Experts are concerned that polio may have made a return to war-torn Syria.

The World Health Organization says it has received reports of the first suspected outbreak in the country in 14 years.

Syrian’s Ministry of Public Health is launching an urgent response, but experts fear the disease will be hard to control amid civil unrest.

Immunisation is almost impossible to carry out in regions under intense shellfire.

As a result, vaccination rates have been waning – from 95% in 2010 to an estimated 45% in 2013.

At least a third of the country’s public hospitals are out of service, and in some areas, up to 70% of the health workforce has fled.

Outbreak risks have also increased due to overcrowding, poor sanitation and deterioration in water supply.

More than four million Syrians who have relocated to less volatile areas of the country are mostly living in overcrowded, unsanitary conditions.

The WHO says it is already seeing increased cases of measles, typhoid and hepatitis A in Syria.

Dr Jaouad Mahjour, director of the department for communicable diseases at WHO’s regional office for the Eastern Mediterranean, said: “Given the scale of population movement both inside Syria and across borders, together with deteriorating environmental health conditions, outbreaks are inevitable.”

The cluster of suspected polio cases was detected in early October 2013 in Deir al-Zour province.

Initial results from a laboratory in Damascus indicate that at least two of the cases could indeed be polio.

A surveillance alert has been issued for the region to actively search for additional potential cases.
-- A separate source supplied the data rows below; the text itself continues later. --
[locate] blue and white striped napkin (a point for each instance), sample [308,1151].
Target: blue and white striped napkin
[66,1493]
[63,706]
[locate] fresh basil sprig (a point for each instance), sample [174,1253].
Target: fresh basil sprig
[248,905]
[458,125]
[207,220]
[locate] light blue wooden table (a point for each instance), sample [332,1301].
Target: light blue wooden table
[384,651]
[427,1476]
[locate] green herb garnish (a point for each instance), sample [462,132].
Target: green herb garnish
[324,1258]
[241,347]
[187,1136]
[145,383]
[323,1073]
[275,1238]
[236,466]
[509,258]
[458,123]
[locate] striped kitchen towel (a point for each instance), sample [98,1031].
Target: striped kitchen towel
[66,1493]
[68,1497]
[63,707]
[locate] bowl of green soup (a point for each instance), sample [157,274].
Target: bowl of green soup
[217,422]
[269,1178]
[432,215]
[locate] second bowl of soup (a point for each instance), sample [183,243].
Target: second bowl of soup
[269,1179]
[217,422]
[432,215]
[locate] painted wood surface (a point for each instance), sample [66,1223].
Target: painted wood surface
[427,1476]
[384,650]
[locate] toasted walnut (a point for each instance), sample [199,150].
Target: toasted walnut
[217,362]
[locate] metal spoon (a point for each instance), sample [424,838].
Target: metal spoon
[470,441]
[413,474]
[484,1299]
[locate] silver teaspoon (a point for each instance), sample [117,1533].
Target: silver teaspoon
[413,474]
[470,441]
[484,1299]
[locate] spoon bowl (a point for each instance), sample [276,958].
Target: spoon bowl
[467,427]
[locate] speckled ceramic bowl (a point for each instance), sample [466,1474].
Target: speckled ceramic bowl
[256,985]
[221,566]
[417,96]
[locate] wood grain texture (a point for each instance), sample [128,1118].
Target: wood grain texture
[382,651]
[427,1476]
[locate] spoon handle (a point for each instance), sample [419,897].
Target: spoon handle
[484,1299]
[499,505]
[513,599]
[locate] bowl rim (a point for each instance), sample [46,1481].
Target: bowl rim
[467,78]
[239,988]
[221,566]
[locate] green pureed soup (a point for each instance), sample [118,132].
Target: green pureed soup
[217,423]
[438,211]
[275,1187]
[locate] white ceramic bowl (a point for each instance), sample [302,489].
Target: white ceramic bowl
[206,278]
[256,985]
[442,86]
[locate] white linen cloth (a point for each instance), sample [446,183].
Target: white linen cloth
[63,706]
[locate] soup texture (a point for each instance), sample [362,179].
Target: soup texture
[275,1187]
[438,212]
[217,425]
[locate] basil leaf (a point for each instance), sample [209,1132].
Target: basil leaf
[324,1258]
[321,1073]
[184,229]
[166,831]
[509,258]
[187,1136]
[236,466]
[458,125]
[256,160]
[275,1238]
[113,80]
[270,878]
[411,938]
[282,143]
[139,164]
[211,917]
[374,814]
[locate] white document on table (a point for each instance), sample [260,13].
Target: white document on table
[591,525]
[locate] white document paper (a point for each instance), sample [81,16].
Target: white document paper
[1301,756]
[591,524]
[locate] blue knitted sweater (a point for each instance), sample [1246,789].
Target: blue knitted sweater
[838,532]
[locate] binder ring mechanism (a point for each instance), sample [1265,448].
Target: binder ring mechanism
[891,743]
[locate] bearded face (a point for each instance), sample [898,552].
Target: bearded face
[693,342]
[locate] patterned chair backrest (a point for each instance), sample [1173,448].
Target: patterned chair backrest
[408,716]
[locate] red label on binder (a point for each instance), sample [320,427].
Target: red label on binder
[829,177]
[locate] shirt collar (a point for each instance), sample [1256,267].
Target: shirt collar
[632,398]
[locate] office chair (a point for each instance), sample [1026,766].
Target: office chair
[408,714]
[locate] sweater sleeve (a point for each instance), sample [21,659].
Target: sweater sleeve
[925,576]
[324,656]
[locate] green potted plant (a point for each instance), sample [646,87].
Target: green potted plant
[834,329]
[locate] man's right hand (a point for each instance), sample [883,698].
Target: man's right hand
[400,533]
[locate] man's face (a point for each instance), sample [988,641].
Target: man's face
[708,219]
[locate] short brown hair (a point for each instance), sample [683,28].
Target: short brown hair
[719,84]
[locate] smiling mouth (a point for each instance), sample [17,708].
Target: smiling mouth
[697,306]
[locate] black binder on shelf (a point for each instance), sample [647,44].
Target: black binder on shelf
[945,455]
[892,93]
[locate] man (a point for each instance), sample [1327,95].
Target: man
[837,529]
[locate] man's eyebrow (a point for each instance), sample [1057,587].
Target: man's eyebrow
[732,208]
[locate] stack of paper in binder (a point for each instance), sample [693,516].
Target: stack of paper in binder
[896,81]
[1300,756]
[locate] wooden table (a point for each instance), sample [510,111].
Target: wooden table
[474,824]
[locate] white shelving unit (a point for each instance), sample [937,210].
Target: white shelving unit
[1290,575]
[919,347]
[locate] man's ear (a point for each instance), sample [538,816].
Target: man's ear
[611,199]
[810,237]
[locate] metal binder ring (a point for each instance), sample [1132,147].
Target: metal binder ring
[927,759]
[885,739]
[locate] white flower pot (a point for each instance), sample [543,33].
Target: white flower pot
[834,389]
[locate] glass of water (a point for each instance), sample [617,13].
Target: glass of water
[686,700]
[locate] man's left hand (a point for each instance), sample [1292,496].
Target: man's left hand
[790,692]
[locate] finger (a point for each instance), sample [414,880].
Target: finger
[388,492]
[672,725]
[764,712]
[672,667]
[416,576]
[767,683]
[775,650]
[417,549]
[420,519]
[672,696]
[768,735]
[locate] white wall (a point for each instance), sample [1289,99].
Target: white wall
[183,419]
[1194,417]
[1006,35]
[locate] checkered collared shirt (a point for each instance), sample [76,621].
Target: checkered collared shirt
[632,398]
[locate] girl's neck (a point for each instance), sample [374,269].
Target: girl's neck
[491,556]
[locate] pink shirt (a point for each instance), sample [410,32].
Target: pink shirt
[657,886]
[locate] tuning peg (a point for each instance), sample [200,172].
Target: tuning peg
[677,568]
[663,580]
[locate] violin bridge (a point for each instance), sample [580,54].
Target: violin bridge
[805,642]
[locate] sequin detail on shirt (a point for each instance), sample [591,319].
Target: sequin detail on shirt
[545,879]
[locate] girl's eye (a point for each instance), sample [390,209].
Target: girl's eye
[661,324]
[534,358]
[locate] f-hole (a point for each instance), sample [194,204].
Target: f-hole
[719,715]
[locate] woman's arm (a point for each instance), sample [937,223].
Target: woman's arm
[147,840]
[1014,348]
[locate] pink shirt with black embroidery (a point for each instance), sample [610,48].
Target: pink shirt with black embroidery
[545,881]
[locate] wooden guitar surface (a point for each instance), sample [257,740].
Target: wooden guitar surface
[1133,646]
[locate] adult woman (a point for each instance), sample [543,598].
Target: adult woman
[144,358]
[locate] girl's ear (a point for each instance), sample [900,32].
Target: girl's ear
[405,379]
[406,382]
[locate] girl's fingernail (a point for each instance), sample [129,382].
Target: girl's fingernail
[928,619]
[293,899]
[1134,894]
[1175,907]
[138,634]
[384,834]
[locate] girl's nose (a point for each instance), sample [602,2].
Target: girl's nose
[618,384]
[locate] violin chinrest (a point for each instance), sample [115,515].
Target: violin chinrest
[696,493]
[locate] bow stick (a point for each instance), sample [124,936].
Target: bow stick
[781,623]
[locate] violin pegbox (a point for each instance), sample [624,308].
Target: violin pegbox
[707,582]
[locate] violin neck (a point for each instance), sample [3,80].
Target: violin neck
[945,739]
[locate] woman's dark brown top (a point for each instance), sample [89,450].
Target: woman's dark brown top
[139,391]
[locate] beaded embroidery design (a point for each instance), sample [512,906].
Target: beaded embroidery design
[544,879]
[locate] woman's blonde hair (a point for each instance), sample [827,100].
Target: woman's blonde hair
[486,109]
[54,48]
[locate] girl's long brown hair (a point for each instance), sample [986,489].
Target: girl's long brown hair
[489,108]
Supplementary immunisation activities in neighbouring countries are currently being planned.

WHO’s International Travel and Health recommends that all travellers to and from polio-infected areas be fully vaccinated against polio.

Most people infected with the poliovirus have no signs of illness and are never aware they have been infected. These symptomless people carry the virus in their intestines and can “silently” spread the infection to thousands of others before the first case of polio paralysis emerges.

Polio is spread by eating food or drink contaminated with faeces or, more rarely, directly from person-to-person via saliva.